Is it because busses face the same congestion and speed limits as cars?

Is it the winding multiple-stop routes, waits for connections and inconveient drop-off locations, without higher speeds to compensate for them?

Is it the smoothness of the ride, impacting users' ability to read and get work done?

Is it the size of the seats? The lighting and decor? Onboard amenities like the toilet and catering facilities?

Is it the punctuality?

Isn't there some static limit to how long a train can be? On a 1% grade with a 15000-ton train, the first knuckle is loaded with 150 tons statically, which sounds like a lot. It seems like you wouldn't be able to practically enjoy the power of 9 locomotives because you wouldn't be able to pass that much force through the knuckle.
It's not the pull that leads to problems. It's the braking. The engines in front might have come to a full stop before the last cars a mile or more back have even gotten the message that they need to decelerate. Do that on a curve going down a hill and the cars in motion just keep going, usually into a river or some buildings beside the tracks. The longer the train, the more the whip cracks.
trains have air brakes connecting all the cars... theres no delay.
They put engines in the middle and at the end to avoid running out of knuckle capacity. It works most of the time, except all those engines pushing and pulling tends to increase the chance of derailment.
I'd really like there to be a study on the secondary impact of long trains. They cut entire towns in half for sometimes 30+ minutes at a time. In Portland, OR, extremely long trains would cut of entire sections of the city, and that's assuming they didn't have to stop for some reason.

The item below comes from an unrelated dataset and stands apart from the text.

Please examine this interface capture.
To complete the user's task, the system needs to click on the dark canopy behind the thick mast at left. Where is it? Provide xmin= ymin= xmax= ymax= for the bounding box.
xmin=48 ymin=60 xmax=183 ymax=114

It makes it really hard for emergency services to get to where the need to be. At least a couple of times a day, a train would cut Naito in half (the main road running on the west side of the river). The fire station was on one side, and a ton of apartment buildings were on the other. If a fire starts at the wrong time, it'll take 30 extra minutes to get there. Ditto for ambulances. Not to mention all of the impact on congestion in the city, which has tertiary effects on emergency services

Wait, there are no bridges over or tunnels under the rail tracks in a big city? What kind of twisted planning is this?
Presumably, planning that took place 100 years ago when a train would pass by in 60 seconds or so.

Once you've built the rails, built the roads, sold off the land nearby and constructed buildings, adding a bridge later can be difficult. If your bridge is 22 feet high, and the approach ramps have a 6% slope, each approach ramp will be 360 feet long.

There is a pedestrian bridge, but the nearest for vehicles is a couple of miles away. There are 3 roads connecting these two parts of the city, but I've had a train cut off all 3, then stop. It must have been there for around an hour.

There are often alternatives, but they add 10-30 minutes depending on where you're at. That's really bad in an emergency situation

Look up Cantara Loop in Northern California, a derailment caused a major environmental disaster back in 1991.

They've never really figured out how to stop derailments there, they still happen on a regular basis. We've just gotten lucky recently and the derailed cars weren't full of toxic chemicals.